Now that Motoko has her first piece of work out of the forge, she is left with the task of refining it, and smoothing out all the edges with a small metal sanding tool.
She is hoping to make at least three pieces in the 16 weeks she has at the forge, to show how the idea works.
Playing with the shapes has made her realise that symmetry looks “very comfortable”.
“If it is symmetry, or perfect, we, I feel, maybe everyone feel, kind of comfortable. People think it's cool, but at the same time, boring,” Motoko says.
“Maybe, how about a little bit of not too similar . . . could be interesting.”
Some of the shapes Motoko has come up with by layering her template in different ways. Photo: Ashley Smyth
In her breaks from working on her Crucible pieces, Motoko produces artwork using watercolours and calligraphy ink.
She paints, and then draws delicate and intricate details within the paintings.
“It's asymmetrical, but balanced,” she says.
“So, I think my work has all ended up about the world . . . Helping each other and fighting with each other, and carrying on the life.
“I think this way of thinking is a very Asian, Buddhism way of thinking - I'm not living by myself, I'm part of everyone's life . . . It's like we are sitting in a swimming pool or a common bath, and everyone is connected.”
She says the work just appears without her thinking.
“I just follow.”
She enjoys creating intricate art, using small things such as grains of rice, which take a lot of time. But because she finds it fun, it’s easy, she says.
Motoko says Ōamaru is perfect for her, because she doesn’t drive and can walk everywhere she needs to go, and it’s easy to meet people.
One of the artworks Motoko has done during her residency.
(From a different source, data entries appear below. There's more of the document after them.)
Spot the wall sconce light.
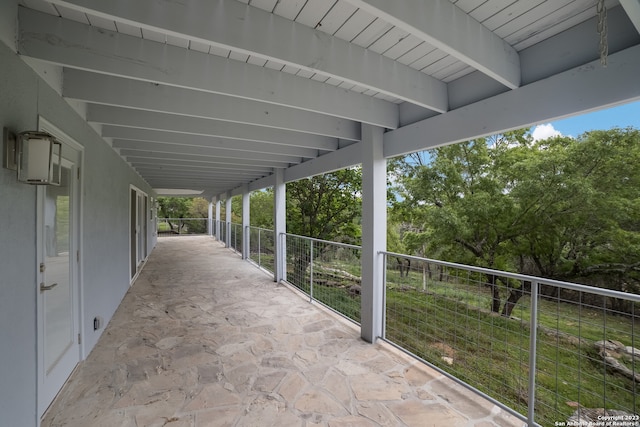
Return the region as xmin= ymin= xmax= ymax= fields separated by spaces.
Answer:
xmin=3 ymin=128 xmax=62 ymax=185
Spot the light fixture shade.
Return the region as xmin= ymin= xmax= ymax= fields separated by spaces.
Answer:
xmin=18 ymin=131 xmax=62 ymax=185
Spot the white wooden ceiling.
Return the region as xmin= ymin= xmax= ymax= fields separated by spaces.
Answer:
xmin=13 ymin=0 xmax=640 ymax=197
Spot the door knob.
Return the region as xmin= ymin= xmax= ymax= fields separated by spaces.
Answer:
xmin=40 ymin=282 xmax=58 ymax=292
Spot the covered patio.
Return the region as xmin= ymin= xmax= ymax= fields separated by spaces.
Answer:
xmin=42 ymin=236 xmax=521 ymax=427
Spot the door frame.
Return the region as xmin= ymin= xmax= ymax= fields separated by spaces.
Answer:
xmin=128 ymin=184 xmax=150 ymax=286
xmin=34 ymin=116 xmax=85 ymax=422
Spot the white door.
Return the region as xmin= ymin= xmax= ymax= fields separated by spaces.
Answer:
xmin=37 ymin=145 xmax=80 ymax=416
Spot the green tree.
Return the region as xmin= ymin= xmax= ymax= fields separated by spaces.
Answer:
xmin=392 ymin=129 xmax=640 ymax=316
xmin=250 ymin=188 xmax=273 ymax=229
xmin=287 ymin=168 xmax=362 ymax=278
xmin=287 ymin=168 xmax=362 ymax=243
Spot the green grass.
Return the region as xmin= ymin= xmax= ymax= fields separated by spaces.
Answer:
xmin=289 ymin=263 xmax=640 ymax=425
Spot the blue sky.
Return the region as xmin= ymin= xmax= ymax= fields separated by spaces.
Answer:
xmin=532 ymin=101 xmax=640 ymax=139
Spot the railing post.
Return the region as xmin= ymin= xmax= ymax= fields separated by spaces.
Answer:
xmin=523 ymin=282 xmax=540 ymax=427
xmin=380 ymin=252 xmax=387 ymax=339
xmin=309 ymin=239 xmax=313 ymax=302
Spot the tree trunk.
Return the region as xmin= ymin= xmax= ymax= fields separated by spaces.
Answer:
xmin=487 ymin=274 xmax=502 ymax=313
xmin=501 ymin=281 xmax=531 ymax=317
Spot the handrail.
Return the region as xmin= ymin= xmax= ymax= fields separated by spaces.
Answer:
xmin=380 ymin=251 xmax=640 ymax=302
xmin=280 ymin=233 xmax=362 ymax=249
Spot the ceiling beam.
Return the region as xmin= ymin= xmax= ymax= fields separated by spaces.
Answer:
xmin=113 ymin=139 xmax=302 ymax=164
xmin=384 ymin=45 xmax=640 ymax=158
xmin=620 ymin=0 xmax=640 ymax=33
xmin=87 ymin=104 xmax=338 ymax=151
xmin=347 ymin=0 xmax=520 ymax=89
xmin=62 ymin=68 xmax=360 ymax=141
xmin=45 ymin=0 xmax=448 ymax=112
xmin=118 ymin=148 xmax=288 ymax=169
xmin=102 ymin=125 xmax=318 ymax=158
xmin=128 ymin=157 xmax=273 ymax=174
xmin=136 ymin=169 xmax=262 ymax=181
xmin=18 ymin=8 xmax=399 ymax=129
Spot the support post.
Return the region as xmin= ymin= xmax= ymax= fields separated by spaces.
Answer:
xmin=224 ymin=191 xmax=232 ymax=248
xmin=207 ymin=198 xmax=213 ymax=236
xmin=273 ymin=169 xmax=287 ymax=282
xmin=242 ymin=185 xmax=251 ymax=259
xmin=360 ymin=124 xmax=387 ymax=343
xmin=216 ymin=196 xmax=221 ymax=241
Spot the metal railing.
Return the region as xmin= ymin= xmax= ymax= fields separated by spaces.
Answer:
xmin=157 ymin=218 xmax=209 ymax=236
xmin=383 ymin=252 xmax=640 ymax=426
xmin=280 ymin=234 xmax=361 ymax=324
xmin=229 ymin=222 xmax=244 ymax=254
xmin=215 ymin=227 xmax=640 ymax=426
xmin=248 ymin=227 xmax=276 ymax=273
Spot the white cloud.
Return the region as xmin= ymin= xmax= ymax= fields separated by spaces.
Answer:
xmin=531 ymin=123 xmax=562 ymax=141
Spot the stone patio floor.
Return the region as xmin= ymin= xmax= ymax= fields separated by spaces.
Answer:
xmin=42 ymin=236 xmax=522 ymax=427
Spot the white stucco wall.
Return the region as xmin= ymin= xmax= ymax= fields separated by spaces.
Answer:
xmin=0 ymin=30 xmax=155 ymax=427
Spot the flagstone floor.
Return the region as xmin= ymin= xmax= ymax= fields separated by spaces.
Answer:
xmin=42 ymin=236 xmax=522 ymax=427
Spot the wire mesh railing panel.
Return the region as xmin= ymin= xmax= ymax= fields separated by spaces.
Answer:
xmin=536 ymin=286 xmax=640 ymax=426
xmin=218 ymin=221 xmax=227 ymax=242
xmin=157 ymin=218 xmax=209 ymax=237
xmin=286 ymin=234 xmax=361 ymax=323
xmin=285 ymin=234 xmax=311 ymax=296
xmin=230 ymin=222 xmax=243 ymax=253
xmin=384 ymin=253 xmax=640 ymax=426
xmin=249 ymin=227 xmax=275 ymax=273
xmin=311 ymin=241 xmax=362 ymax=323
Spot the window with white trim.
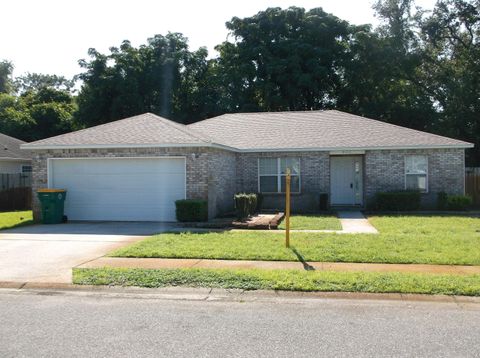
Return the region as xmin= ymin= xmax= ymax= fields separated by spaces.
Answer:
xmin=405 ymin=155 xmax=428 ymax=193
xmin=258 ymin=158 xmax=300 ymax=193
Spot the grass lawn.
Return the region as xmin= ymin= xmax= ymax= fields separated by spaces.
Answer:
xmin=0 ymin=210 xmax=33 ymax=230
xmin=110 ymin=216 xmax=480 ymax=265
xmin=73 ymin=268 xmax=480 ymax=296
xmin=278 ymin=215 xmax=342 ymax=230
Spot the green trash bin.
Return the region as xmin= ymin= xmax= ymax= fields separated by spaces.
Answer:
xmin=37 ymin=189 xmax=67 ymax=224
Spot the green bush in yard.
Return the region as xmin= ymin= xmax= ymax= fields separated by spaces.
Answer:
xmin=447 ymin=195 xmax=473 ymax=211
xmin=175 ymin=199 xmax=208 ymax=222
xmin=234 ymin=193 xmax=257 ymax=220
xmin=376 ymin=191 xmax=421 ymax=211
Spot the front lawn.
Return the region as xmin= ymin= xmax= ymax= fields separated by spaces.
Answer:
xmin=278 ymin=215 xmax=342 ymax=230
xmin=110 ymin=216 xmax=480 ymax=265
xmin=0 ymin=210 xmax=33 ymax=230
xmin=73 ymin=268 xmax=480 ymax=296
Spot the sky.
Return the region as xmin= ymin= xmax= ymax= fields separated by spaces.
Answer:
xmin=0 ymin=0 xmax=435 ymax=78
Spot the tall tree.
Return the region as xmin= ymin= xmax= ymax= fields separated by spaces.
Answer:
xmin=0 ymin=60 xmax=13 ymax=93
xmin=218 ymin=7 xmax=349 ymax=111
xmin=338 ymin=0 xmax=436 ymax=130
xmin=77 ymin=33 xmax=217 ymax=126
xmin=420 ymin=0 xmax=480 ymax=165
xmin=14 ymin=72 xmax=75 ymax=93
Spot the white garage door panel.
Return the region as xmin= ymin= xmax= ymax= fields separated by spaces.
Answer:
xmin=49 ymin=158 xmax=185 ymax=221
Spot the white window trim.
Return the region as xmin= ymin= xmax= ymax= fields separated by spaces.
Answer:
xmin=257 ymin=157 xmax=302 ymax=194
xmin=403 ymin=154 xmax=429 ymax=194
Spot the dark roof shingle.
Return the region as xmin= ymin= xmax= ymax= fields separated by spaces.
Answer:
xmin=23 ymin=113 xmax=210 ymax=148
xmin=22 ymin=110 xmax=472 ymax=151
xmin=188 ymin=110 xmax=470 ymax=150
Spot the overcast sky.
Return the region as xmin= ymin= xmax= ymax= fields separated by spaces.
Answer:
xmin=0 ymin=0 xmax=435 ymax=77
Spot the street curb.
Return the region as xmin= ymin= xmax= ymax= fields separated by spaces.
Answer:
xmin=0 ymin=281 xmax=480 ymax=304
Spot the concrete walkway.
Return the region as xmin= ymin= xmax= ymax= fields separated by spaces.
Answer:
xmin=77 ymin=257 xmax=480 ymax=275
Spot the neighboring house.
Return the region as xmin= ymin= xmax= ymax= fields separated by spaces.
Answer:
xmin=0 ymin=133 xmax=32 ymax=174
xmin=22 ymin=110 xmax=473 ymax=221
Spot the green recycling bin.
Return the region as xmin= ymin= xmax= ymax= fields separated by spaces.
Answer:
xmin=37 ymin=189 xmax=67 ymax=224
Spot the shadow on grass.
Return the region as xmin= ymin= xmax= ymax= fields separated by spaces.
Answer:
xmin=292 ymin=247 xmax=315 ymax=271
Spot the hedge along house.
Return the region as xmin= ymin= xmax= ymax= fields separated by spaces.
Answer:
xmin=22 ymin=110 xmax=473 ymax=221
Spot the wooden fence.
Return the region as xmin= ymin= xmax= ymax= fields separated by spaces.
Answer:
xmin=0 ymin=173 xmax=32 ymax=211
xmin=465 ymin=168 xmax=480 ymax=206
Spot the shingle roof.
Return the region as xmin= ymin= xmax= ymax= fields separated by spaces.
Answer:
xmin=23 ymin=113 xmax=208 ymax=148
xmin=22 ymin=110 xmax=473 ymax=151
xmin=0 ymin=133 xmax=31 ymax=160
xmin=188 ymin=110 xmax=472 ymax=150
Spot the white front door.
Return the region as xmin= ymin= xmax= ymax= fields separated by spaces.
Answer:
xmin=48 ymin=157 xmax=185 ymax=221
xmin=330 ymin=156 xmax=363 ymax=205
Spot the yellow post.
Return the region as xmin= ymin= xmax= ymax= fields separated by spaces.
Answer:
xmin=285 ymin=168 xmax=291 ymax=248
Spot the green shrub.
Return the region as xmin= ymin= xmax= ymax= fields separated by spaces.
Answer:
xmin=437 ymin=191 xmax=448 ymax=210
xmin=376 ymin=191 xmax=421 ymax=211
xmin=257 ymin=193 xmax=263 ymax=213
xmin=175 ymin=199 xmax=208 ymax=222
xmin=447 ymin=195 xmax=473 ymax=211
xmin=319 ymin=193 xmax=328 ymax=211
xmin=234 ymin=193 xmax=257 ymax=220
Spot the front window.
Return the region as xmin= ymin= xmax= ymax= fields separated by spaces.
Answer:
xmin=258 ymin=158 xmax=300 ymax=193
xmin=405 ymin=155 xmax=428 ymax=193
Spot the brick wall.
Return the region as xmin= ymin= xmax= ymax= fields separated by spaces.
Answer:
xmin=32 ymin=148 xmax=211 ymax=219
xmin=32 ymin=148 xmax=464 ymax=218
xmin=208 ymin=150 xmax=237 ymax=217
xmin=237 ymin=152 xmax=330 ymax=211
xmin=364 ymin=149 xmax=465 ymax=207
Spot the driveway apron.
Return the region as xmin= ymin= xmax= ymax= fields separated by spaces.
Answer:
xmin=0 ymin=222 xmax=175 ymax=283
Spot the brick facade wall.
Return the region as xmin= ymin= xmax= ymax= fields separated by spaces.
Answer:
xmin=208 ymin=150 xmax=237 ymax=217
xmin=364 ymin=149 xmax=465 ymax=207
xmin=237 ymin=152 xmax=330 ymax=211
xmin=32 ymin=148 xmax=464 ymax=218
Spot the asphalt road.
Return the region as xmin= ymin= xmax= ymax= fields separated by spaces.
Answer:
xmin=0 ymin=290 xmax=480 ymax=357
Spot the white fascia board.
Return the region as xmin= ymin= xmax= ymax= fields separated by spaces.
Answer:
xmin=20 ymin=143 xmax=238 ymax=151
xmin=0 ymin=157 xmax=32 ymax=163
xmin=238 ymin=144 xmax=473 ymax=153
xmin=20 ymin=143 xmax=474 ymax=153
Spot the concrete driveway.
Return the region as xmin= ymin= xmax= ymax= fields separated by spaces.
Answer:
xmin=0 ymin=222 xmax=175 ymax=283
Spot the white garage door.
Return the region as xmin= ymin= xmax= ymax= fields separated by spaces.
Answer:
xmin=49 ymin=157 xmax=185 ymax=221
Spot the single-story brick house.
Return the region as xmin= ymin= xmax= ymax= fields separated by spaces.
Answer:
xmin=0 ymin=133 xmax=32 ymax=176
xmin=22 ymin=110 xmax=473 ymax=221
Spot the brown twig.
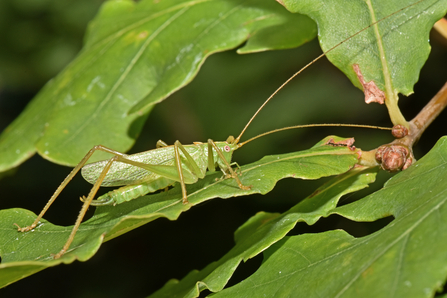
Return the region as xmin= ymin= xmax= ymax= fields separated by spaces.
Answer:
xmin=361 ymin=83 xmax=447 ymax=172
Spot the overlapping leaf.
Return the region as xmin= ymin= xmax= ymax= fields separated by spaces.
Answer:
xmin=280 ymin=0 xmax=447 ymax=95
xmin=0 ymin=0 xmax=316 ymax=171
xmin=212 ymin=137 xmax=447 ymax=297
xmin=151 ymin=168 xmax=377 ymax=298
xmin=0 ymin=138 xmax=358 ymax=286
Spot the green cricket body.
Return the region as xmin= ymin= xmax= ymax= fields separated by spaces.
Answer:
xmin=82 ymin=142 xmax=238 ymax=206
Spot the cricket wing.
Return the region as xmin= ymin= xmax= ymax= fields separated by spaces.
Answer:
xmin=82 ymin=146 xmax=204 ymax=187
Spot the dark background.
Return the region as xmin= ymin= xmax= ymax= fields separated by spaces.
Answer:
xmin=0 ymin=0 xmax=447 ymax=297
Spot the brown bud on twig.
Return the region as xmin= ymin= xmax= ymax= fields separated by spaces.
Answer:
xmin=375 ymin=145 xmax=413 ymax=173
xmin=391 ymin=124 xmax=408 ymax=139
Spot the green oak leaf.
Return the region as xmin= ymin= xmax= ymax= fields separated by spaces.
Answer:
xmin=0 ymin=137 xmax=358 ymax=286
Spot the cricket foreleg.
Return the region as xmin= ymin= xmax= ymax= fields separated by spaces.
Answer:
xmin=208 ymin=139 xmax=251 ymax=190
xmin=174 ymin=141 xmax=203 ymax=204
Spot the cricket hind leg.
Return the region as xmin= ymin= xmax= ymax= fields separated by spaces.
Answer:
xmin=14 ymin=145 xmax=125 ymax=232
xmin=14 ymin=145 xmax=140 ymax=259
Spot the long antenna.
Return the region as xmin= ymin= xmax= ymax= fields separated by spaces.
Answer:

Photo: Motoko Kikkawa
“Everyone looks very friendly and happy.
“I think young people in Ōamaru are thinking Ōamaru is small and boring, but from overseas people, it's ‘wow’!”
Once she has finished with the residency, Motoko has plans to use grass for her next project.
“I like to do new things. To enjoy the life,” she says. “I always look at science for new discovery or new idea.”
As we grow up, we are taught what things in nature are good and bad, Motoko says.
“But actually we don't need to think like that . . . this is what I’m thinking.
“I'm always trying to make beautiful. Also new . . . I love to surprise myself.”
An exhibition of Motoko's and John's works will be held towards the end of their residencies, at around King's Birthday Weekend.